The titular apparition is the afterlife materialization of a man, referred to only as C, and played in human form by Casey Affleck. In life he was an aspiring musician living in a new home somewhere in Texas with his wife (Rooney Mara). Place becomes a vital character in the film – not a specific place, but the notion of place as sort of personal or family crest, a representation of who lived and breathed in a particular space, part of a personal legacy. In the intermittent scenes in which Affleck and Mara share the screen – first to open the film and later in flashback – dedication to place is a source of marital strife. He clings to this home whereas she holds no such precious notions – though she does tell stories of leaving her impact on places by leaving tiny notes within minute cracks in the drywall. When she asks him why he loves the place, he responds, “History?” as though he isn’t quite sure what he means by that. Their history as a couple? The home’s place in the larger human history? The specifics don’t matter so much as the idea: how one’s presence within a singular place can impact the environment and become part of its character.
As the expanse of the universe moves beyond human understanding, so our ghost’s experience moves beyond the linear and into something less perceptible, like an amorphous circle.
When the man dies unexpectedly, he emerges in the hospital in the aforementioned sheet, returning to his home – haunting it, though not in the traditional sense. So, too, does the woman – now alone, also a specter of sorts, separated from her partner and therefore feeling foreign within the space she shared with him. And so continues the passage of time – slow and excruciating in the immediate aftermath, the inevitable acute pain of grief and tragedy. There is a seemingly endless single-take scene, already legendary in the pre-release discussion of the film, in which Mara literally eats an entire pie, one of those obligatory neighborhood gifts after a loved one’s death.

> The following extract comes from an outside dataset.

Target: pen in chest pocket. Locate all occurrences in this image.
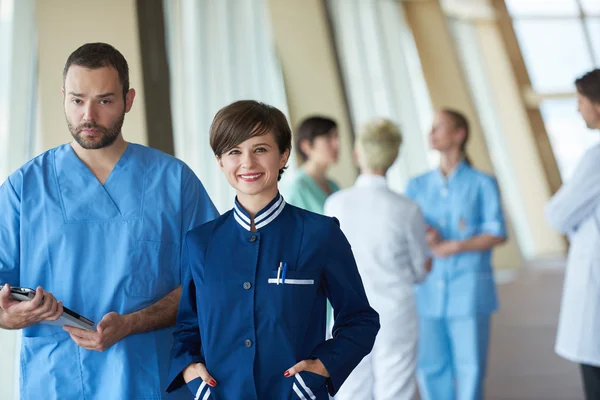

She eats, first with tentative sorrow and later with insistent anger, and we watch in real time – the painfulness of time when all we want to see or experience is something different.
Then something different comes…a lot of different somethings. And we wonder what the hell happened. So A Ghost Story unfolds, designed with such skillful precision to simulate human perception of time’s passage – and further, to lull the audience into time’s uncertain, unspoken, undetectable cadences. Our white-sheeted protagonist drifts through the space he once physically inhabited through time immemorial – literally – in sequences that occur with increasingly swift succession, a cascade of generations cascading as if mere moments in an ever-expanding spectrum of nothing simpler or more complex than life itself. As the expanse of the universe moves beyond human understanding, so our ghost’s experience moves beyond the linear and into something less perceptible, like an amorphous circle.
Witnessing the ongoing swirl of existence more resembles a curse than a blessing, though each ghost eventually reaches a point of “crossing over,” as it were, when each attains whatever solace its restless soul requires. For our ghost, it’s discovering what his wife wrote on that tiny note embedded within the drywall, for within this eternal space, that’s where his version of legacy meets hers: an end to an argument, a discovery of a message, and a reconciliation of one’s place in this (im)mortal coil.
A Ghost Story centers its narrative on a lone person walking around in a white sheet. That image alone is likely enough to make an unsuspecting viewer permanently recoil. Yet there is intense beauty within this construct: so traditionally Gothic in presentation, retrograde to such a perfunctory level that it reinforces the celestial barrier between life and death, between the concrete and the abstract.